At playgrounds she didn't play with the other children, she simply watched them from the highest point she could climb to and occasionally engaged near the end of our visit.  She didn't behave in a shy sort of way, there was no hiding behind my leg or refusing to say "hi."  She simply didn't care to engage in play with the other children.  She was happy alone in her world.  This continued on and is still true today although she has wanted "friends" more in the past two years.  

My daughter never wanted to go shopping with me, later we realized that she doesn't like transitions and shopping is nothing but a transition.  In the car, out of the car, in the store, drive to another store.  It overwhelmed and exhaust her so that by the time we finish she is feeling sick and almost in tears.   I tried fun things like getting a treat while we were out, letting her pick her own stuff, going to a fun store like Claire's.  Now I understand her better and instead we shop online or only plan for one store and make it quick.  

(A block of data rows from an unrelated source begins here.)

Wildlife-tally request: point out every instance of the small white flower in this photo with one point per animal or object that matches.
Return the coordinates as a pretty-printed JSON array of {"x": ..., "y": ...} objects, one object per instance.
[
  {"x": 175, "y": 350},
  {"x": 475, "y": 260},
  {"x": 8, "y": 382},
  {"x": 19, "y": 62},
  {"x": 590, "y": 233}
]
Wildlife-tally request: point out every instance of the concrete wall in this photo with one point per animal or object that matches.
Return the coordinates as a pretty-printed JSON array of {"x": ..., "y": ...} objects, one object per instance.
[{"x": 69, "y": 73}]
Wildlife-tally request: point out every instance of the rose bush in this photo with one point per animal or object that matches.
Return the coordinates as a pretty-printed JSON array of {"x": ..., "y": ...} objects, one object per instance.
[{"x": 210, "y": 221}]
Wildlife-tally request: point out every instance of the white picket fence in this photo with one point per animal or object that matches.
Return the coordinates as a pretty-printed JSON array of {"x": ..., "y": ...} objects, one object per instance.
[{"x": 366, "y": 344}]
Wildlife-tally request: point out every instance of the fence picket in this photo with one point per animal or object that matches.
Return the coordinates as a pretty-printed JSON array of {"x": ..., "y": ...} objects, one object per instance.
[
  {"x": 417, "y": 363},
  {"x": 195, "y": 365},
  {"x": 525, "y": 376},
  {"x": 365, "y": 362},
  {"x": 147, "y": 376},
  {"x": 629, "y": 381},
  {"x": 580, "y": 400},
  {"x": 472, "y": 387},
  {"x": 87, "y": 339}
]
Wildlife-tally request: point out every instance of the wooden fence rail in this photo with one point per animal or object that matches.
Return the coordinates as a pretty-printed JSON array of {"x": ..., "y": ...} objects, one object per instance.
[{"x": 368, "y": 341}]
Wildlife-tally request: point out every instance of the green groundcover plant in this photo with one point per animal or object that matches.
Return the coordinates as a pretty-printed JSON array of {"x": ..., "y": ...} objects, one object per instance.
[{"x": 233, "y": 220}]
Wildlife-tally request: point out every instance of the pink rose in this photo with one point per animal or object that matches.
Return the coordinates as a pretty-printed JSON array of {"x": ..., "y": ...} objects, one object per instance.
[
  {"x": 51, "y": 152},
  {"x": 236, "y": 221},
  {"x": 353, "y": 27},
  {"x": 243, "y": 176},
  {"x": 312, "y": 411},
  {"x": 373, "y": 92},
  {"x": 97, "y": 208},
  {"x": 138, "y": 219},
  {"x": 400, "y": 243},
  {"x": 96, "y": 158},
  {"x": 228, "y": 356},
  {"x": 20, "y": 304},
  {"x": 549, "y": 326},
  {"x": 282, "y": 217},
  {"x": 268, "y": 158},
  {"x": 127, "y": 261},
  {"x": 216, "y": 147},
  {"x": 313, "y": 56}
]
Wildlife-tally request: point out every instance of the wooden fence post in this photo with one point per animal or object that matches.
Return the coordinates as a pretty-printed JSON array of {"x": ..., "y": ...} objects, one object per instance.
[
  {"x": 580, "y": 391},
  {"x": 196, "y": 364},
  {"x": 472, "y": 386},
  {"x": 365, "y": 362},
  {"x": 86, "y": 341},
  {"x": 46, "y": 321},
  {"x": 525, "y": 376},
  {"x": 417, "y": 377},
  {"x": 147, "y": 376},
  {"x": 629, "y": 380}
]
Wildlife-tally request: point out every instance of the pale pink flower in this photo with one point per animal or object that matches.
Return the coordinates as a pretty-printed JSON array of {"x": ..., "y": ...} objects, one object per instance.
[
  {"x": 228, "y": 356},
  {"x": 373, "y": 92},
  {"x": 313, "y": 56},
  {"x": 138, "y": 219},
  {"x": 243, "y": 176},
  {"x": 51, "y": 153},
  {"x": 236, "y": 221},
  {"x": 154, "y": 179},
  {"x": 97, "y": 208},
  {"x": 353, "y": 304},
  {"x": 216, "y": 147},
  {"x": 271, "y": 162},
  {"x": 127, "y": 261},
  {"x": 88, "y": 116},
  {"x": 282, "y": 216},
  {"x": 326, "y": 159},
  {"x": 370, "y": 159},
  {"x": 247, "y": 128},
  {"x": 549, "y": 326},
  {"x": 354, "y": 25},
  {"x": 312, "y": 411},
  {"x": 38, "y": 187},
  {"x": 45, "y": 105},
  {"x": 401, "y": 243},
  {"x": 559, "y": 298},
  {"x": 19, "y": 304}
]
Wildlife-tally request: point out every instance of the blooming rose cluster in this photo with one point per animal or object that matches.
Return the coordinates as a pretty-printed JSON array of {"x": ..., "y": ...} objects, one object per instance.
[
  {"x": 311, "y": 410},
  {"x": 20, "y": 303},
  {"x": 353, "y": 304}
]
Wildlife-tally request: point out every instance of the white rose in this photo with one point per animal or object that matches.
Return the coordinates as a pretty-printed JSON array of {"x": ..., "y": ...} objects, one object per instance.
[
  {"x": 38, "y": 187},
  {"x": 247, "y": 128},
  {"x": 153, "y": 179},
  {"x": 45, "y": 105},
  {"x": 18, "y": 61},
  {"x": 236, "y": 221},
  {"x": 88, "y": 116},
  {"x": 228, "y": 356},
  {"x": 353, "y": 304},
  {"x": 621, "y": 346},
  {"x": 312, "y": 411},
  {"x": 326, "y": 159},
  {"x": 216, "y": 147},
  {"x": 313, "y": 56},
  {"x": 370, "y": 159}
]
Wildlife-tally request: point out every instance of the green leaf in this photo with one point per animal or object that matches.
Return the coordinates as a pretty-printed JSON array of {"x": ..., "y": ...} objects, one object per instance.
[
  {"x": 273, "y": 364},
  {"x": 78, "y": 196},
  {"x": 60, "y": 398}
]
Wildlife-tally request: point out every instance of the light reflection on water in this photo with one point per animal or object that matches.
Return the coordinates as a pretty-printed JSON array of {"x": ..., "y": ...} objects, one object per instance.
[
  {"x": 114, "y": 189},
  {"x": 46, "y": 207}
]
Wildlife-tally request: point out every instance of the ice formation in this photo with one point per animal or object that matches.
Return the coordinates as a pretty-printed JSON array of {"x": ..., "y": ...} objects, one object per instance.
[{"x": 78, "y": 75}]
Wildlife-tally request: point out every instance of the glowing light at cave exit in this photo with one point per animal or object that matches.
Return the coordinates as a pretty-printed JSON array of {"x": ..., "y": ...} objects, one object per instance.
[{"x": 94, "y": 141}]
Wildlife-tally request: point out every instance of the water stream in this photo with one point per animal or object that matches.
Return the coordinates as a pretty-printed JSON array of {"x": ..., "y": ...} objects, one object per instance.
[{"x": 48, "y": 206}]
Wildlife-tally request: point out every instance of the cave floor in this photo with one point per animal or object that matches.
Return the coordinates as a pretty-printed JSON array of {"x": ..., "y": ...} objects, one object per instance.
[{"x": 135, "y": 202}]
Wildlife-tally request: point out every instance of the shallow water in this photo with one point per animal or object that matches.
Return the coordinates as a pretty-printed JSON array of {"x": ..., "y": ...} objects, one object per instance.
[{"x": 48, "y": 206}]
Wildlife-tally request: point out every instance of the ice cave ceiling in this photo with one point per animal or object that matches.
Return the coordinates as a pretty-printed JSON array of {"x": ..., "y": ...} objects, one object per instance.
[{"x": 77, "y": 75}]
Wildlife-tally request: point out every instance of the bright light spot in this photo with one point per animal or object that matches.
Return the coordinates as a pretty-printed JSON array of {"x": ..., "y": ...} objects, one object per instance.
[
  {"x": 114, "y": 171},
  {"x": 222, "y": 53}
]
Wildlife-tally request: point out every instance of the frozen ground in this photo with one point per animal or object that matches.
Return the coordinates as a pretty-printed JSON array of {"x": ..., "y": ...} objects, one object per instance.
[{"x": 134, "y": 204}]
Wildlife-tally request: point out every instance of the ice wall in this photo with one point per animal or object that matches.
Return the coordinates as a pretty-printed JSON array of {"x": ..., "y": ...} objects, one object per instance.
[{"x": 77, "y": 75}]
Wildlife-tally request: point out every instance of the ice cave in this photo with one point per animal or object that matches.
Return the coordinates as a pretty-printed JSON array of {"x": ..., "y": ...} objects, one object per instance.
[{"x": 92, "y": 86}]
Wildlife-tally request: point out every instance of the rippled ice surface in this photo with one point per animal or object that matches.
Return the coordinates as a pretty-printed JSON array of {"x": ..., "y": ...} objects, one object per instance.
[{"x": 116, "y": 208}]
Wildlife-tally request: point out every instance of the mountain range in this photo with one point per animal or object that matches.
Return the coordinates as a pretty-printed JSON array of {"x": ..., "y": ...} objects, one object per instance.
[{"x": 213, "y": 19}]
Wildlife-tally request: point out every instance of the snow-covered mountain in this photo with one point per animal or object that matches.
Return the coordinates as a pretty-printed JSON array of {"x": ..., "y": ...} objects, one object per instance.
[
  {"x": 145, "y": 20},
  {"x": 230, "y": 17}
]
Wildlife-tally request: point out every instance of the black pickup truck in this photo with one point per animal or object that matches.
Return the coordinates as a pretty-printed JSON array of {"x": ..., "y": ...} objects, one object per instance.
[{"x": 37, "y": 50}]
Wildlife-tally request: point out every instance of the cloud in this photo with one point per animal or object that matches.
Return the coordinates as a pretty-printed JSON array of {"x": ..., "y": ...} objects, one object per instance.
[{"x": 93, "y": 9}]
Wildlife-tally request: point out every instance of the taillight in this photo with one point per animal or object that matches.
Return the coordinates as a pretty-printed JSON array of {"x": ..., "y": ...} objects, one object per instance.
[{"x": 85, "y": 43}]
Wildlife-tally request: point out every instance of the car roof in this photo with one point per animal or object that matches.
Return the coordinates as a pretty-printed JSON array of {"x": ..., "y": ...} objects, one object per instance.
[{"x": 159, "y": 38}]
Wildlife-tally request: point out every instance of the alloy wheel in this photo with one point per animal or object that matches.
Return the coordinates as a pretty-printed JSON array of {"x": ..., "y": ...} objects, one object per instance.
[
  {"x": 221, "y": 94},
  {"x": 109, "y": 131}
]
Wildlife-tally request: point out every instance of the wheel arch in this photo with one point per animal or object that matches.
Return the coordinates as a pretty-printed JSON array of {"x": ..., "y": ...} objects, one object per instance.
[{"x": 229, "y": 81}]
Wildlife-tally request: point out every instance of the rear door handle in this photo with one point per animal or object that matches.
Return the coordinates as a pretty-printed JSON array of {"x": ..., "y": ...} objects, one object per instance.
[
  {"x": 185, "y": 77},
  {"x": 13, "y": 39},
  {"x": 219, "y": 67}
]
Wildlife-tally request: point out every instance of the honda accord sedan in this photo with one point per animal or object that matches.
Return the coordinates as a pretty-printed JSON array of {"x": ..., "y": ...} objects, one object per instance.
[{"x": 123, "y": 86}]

So many things I thought my life with her would look like are not at all what I expected.  Part of that makes me sad, but another part is very curious and ready to embrace the life that is emerging.  Getting the diagnosis was a good thing for me.  I feel like I have answers to questions I wasn't even sure how to ask.   We haven't told her yet but that will come soon.  I want to be in a grounded and centered place before I talk to her about it.  My hope is that through this blog I get to that place quicker.  I also hope it can be useful to other families with aspie daughters who happen to find my blog.  There is not a huge percentage of girls with Asperger's and I think it's great for us to find each other.  One thing I learned in all of this is that it presents differently in girls then it does boys and that leads us to more challenges in finding solutions and support.